Tanti e affascinanti sono i resoconti
che i viaggiatori stranieri del Grand Tour ci hanno lasciato, primo fra tutti
Goethe. Napoli era una tappa obbligata per questi coraggiosi viandanti, che,
alla ricerca delle vestigia del passato, non di rado si spingevano più a sud,
fino a Paestum. Pochi, però, erano quelli che, lasciata l’antica Poseidonia,
avevano l’ardire di proseguire oltre, fino agli argini del “nobile Alento”, in
quel Cilento allora considerato la “terra dei tristi”.
Craufurd Tait Ramage, letterato e
studioso di lettere classiche, nonché precettore dei figli del console inglese
a Napoli, nell’aprile del 1828 intraprese un lungo tragitto, il cui racconto
venne dato alle stampe col titolo di Viaggio nel Regno delle Due Sicilie.
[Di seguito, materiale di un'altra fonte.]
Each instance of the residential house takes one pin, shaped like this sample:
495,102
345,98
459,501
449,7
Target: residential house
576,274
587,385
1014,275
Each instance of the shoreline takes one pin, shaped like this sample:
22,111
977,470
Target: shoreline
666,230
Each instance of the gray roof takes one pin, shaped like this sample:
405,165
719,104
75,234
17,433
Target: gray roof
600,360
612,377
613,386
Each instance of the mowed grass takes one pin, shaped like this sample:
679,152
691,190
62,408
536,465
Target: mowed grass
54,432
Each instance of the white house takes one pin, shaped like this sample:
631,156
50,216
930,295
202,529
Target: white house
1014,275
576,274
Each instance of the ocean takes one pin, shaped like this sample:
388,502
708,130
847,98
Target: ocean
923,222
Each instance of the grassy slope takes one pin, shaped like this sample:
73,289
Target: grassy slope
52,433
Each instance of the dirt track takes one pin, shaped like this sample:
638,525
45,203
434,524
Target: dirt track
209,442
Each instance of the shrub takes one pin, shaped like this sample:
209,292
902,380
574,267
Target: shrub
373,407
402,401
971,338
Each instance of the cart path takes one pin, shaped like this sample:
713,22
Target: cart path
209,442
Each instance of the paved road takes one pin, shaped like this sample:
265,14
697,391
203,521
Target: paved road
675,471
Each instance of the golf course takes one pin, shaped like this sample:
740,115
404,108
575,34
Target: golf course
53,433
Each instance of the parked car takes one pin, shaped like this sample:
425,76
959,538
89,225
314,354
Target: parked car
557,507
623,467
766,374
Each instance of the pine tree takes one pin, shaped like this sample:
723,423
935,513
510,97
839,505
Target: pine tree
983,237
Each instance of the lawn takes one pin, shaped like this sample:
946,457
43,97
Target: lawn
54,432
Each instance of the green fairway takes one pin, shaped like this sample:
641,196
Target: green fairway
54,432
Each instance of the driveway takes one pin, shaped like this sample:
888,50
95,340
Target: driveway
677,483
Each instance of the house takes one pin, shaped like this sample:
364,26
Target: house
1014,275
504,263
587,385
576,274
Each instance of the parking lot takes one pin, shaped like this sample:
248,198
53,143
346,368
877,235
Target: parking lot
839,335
Attraverso
il Cilento è un estratto di quest’opera, ed è stato di recente pubblicato in
volume autonomo dalle Edizioni dell’Ippogrifo. Ramage si avventura nel Cilento
alla ricerca delle rovine greche e romane e, più in generale, delle
sopravvivenze classiche in un territorio così ricco di storia. La parte
dedicata alla zona più meridionale della Campania è costituita da un centinaio
di pagine, che ci offrono un resoconto fedele, perché scritto da uno straniero,
di un popolo e di una terra che all’epoca doveva apparire a molti appena al di
sopra delle soglie della civilizzazione.
Il letterato scozzese incontra
persone di ogni ceto sociale, dai nobili ai contadini, uscendo indenne persino
da un fortunoso (e comico) incontro con i briganti di Monteforte. Egli si avvicina
con pregiudizio a questo popolo povero ma orgoglioso, tanto che in più
occasioni, specie nelle prime pagine del libro, rivela al lettore la folle
paura di poter essere in qualsiasi momento accoltellato e derubato dei suoi
averi. In breve, però, ogni pregiudizio si rivela infondato; alcuni lo guardano
con sospetto, ma la maggioranza delle persone che incontra sono gentili e
disponibili, nonché curiose: egli riesce addirittura a parlare di
costituzionalismo con i semplici avventori di una locanda di Torchiara. E
quando si imbatte nei più umili, questi non esitano a voler dividere con lui il
poco pane posseduto, per un innato senso dell’ospitalità. Certo egli non
nasconde i difetti di questa gente, il pressappochismo e la mancanza di
industriosità che regnano un po’ ovunque. Eppure, alla fine non potrà che
concludere che: “tutto ciò che ho potuto osservare di questa gente mi piace;
nulla può superare la bontà, la cortesia e l’ospitalità dimostratami senza distinzione,
da tutti quelli che ho avvicinato”.
Ramage rimane affascinato dalla
natura selvaggia che incontra, dal placido mare ai boschi scuri e secolari,
attraversati da impetuosi torrenti. E arriva persino a dire che le opere
naturali appaiono ancora più grandiose delle pur impressionanti vestigia dell’antichità,
perché “anche se non avessi visto null’altro all’infuori del tramonto dalla
cima del Monte Stella, mi considererei pienamente ripagato di tutti i disagi
che ho fin qui sostenuto”.
Il viaggiatore scozzese dedica alcune
riflessioni anche alla difficile situazione politica. Il 1828 è un anno cruciale,
tanto che nei mesi successivi al passaggio di Ramage il Cilento sarà infiammato
da un tentativo rivoluzionario, guidato dalla Carboneria e volto ad ottenere la
Costituzione, represso nel sangue dalle truppe borboniche. Interessanti sono
pertanto i riferimenti a questa situazione esplosiva, che ci danno anche un
quadro di come il governo diffidasse apertamente di questo popolo, considerato
avvezzo all’eversione e al tradimento.